L’auteur, philosophe contemporain, s’était déjà essayé au vaste sujet de l’amour en 1977 avec un autre philosophe non moins célèbre : Alain Finkielkraut.
Tous deux âgés alors de 28 ans tiraient les premiers enseignements de la libération sexuelle des années 60 et 70 au travers d’une œuvre cosignée "Le nouveau désordre amoureux".

Plus de trente ans après, au travers de cet essai, subtil mélange de philosophie, de sociologie, de psychologie et de littérature, Pascal Bruckner procède à une succession d’analyses pertinentes des relations amoureuses dans notre société en montrant que l’amour se nourrit des différents paradoxes de l’humanité.

Je dois reconnaître à l’auteur, non seulement une clarté dans le raisonnement mais également une finesse et une élégance dans l’écriture qui en font un véritable amoureux de la langue française.
Le rythme du livre est également agréable car, le raisonnement et l’analyse fondamentale sont ponctués régulièrement de brefs encadrés thématique digressifs permettant au lecteur une pause dans la réflexion tout en restant dans le sujet. C’est ainsi que seront abordées des questions comme "qu’est-ce qu’un ex ? "; "la séparation", "la prostitution", "la scène de ménage" et d’autres thèmes plus surprenants comme "la politisation du lit conjugal" ou encore "l’empire de la pétasse".

Sur le fond, Bruckner commence par faire un bilan critique de la libération des mœurs : « Les années 60-70 ont laissé à ceux qui les ont vécues le souvenir d’une immense générosité mêlée de candeur et de sottise abyssale » ; il dénonce le règne orgasmique qui lui a succédé mais considère tièdement qu’à cette révolution sexuelle « certains acquis restent incontestables », notamment les acquis de l’amour libre.
Il y a déjà là un paradoxe, Brucknerien cette fois, à dénoncer les effets ravageurs d’une révolution tout en en conservant ses principes fondamentaux… cela étant on a déjà vu ça après la révolution de 1789.

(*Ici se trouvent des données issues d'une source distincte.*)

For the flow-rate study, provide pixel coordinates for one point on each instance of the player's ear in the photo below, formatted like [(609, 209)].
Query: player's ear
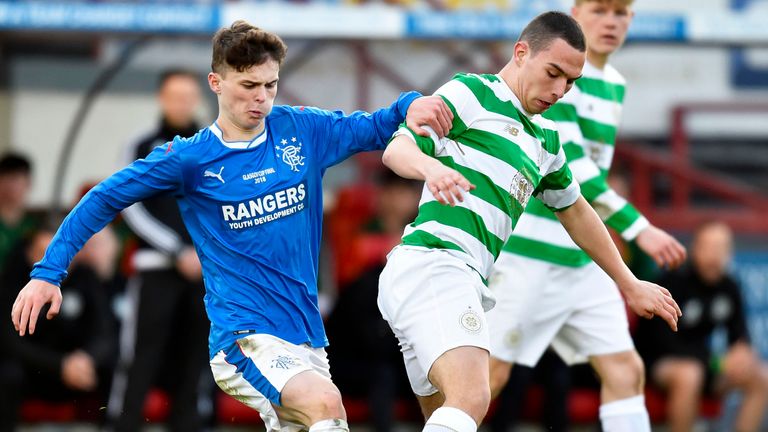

Il souligne ensuite le paradoxe schizophrénique de notre époque hyper sentimentale, qui « prêche à la fois jouissance et méfiance », « attachement fatal et libre disposition de soi ».

A chaque contradiction il tente une réconciliation, une compromission, un consensus qui rend parfois son positionnement quelque peu centriste, fade.

De son raisonnement, on déduit qu’il ne peut y avoir de progrès en amour. Il montre que les codes amoureux traditionnels sont intemporels et qu’ils ne s’effacent pas devant de nouvelles pratiques mais viennent en réalité se superposer tel un mille-feuilles sexuel.

Pas de progrès non plus pour les solitaires, qui malgré les conseils dispensés à tout va dans les magazines, voient leur « sort rendu plus amer par notre époque libérée, des effacés renvoyés à leur anonymat quand tout le monde est supposé jouir ». Cet état de fait vaut désormais autant pour l’homme que pour la femme, « voici les femmes, fortes de leur récente liberté, susceptibles de prendre l’initiative et d’être à leur tour repoussées ».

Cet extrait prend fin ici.